If you put a mitten on the Statue of Liberty, is it still the Statue of Liberty?
How about if you cut off its head and its left foot, and drill holes all through the torch? That comes a lot closer to describing what's been done to the Bible.
In any case, let's backtrack a bit'; this whole argument over alteration begs the question of whether the Bible was EVER the infallible word of God BEFORE any alteration took place. We don't begin with that assumption and demand that it be proven false, not if we have any intellectual integrity. We begin with the assumption that it is a collection of writings reflecting the attitudes and values of the people and times by which and in which it was written, and look for evidence to prove THAT wrong.
There is very little such evidence, in fact. Just about all the books of the Bible (I'll deal with the exceptions momentarily) show internal evidence of having been written by men of the times when we know they were in fact written, without rising in any way above that.
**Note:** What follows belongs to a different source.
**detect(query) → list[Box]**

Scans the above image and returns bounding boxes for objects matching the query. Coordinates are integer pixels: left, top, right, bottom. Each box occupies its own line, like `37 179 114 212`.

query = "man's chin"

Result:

The five books of the Torah reflect a primitive, savage view of God, man, nature, and morality, just as we should expect if they were the product of a primitive, savage people just beginning to settle down to civilized ways. The histories (Joshua, Judges, Ruth, 1/2 Samuel, 1/2 Kings, 1/2 Chronicles, Ezra, Nehemiah, and Esther) reflect much the same. In all of this we find a God who is similar in nature to the anthropomorphic deities of other cultures of the time, possessing human mental characteristics including human character flaws. He might as well be Zeus raping mortal women or Ares going into bloody frenzies on the battlefield. Many of the Prophets exhibit the same attitudes about God and what God demands; never do they call down the judgments of God for behavior that we, in our modern perspective, would judge to be deserving of it -- not for misrule or cruelty, for instance -- but always for pursuing other religions or other Gods, or for behaving with LESS savagery than God demanded.
In all of the Old Testament, only the Book of Job and some of the Psalms, and to a lesser extent Proverbs, rise above this level of barbarism. The Song of Solomon is wonderful erotic poetry and, taken the right way, can be like a Tantric or Sufi love poem equating the erotic with the spiritual, so in one sense it transcends the vicious savagery of most of the Old Testament as well.
What of the New Testament? Well, the Gospels do depart from this pattern when they quote Jesus (bearing in mind they were written much later in a more civilized context), but often seem to reflect the credulousness of those times and prevailing mythical stories out of other religions when they aren't quoting him. They are in disagreement with one another about many points, too, which suggests rather less than divine origin.
The Acts of the Apostles, like the histories from the Old Testament, reflects the attitudes, prejudices, and beliefs of the times in which it was written, in this case the early Roman Empire, which makes it a big improvement over the Old Testament histories (which coldly justified genocide on more than one occasion). But there is nothing here to suggest divine origin; the encounter with Simon Magus is particularly suspect, as is the story of Paul's conversion.
As for the Apostolic letters, they reflect advice from religious leaders, some of it wise, some of it foolish, all of it within the parameters of mortal men. Again, no internal evidence of any but human origin.
And finally there's the Book of Revelations, a wild, whirling vision of weirdness barely coherent in its predictions and lending itself to all kinds of less-than-sacred purposes, such as the identification of whoever one disapproves of with the Great Beast (I believe the Pope has been the most popular candidate).
The fact is, the claim that this mish-mash and muddle of the sublime, the preposterous, and the chilling is all of it the infallible word of God is so crazy that it's hard to see how anyone ever believed it. I can only attribute it to the power of the myth of Hell, and the fact that many Christians are afraid to let themselves question.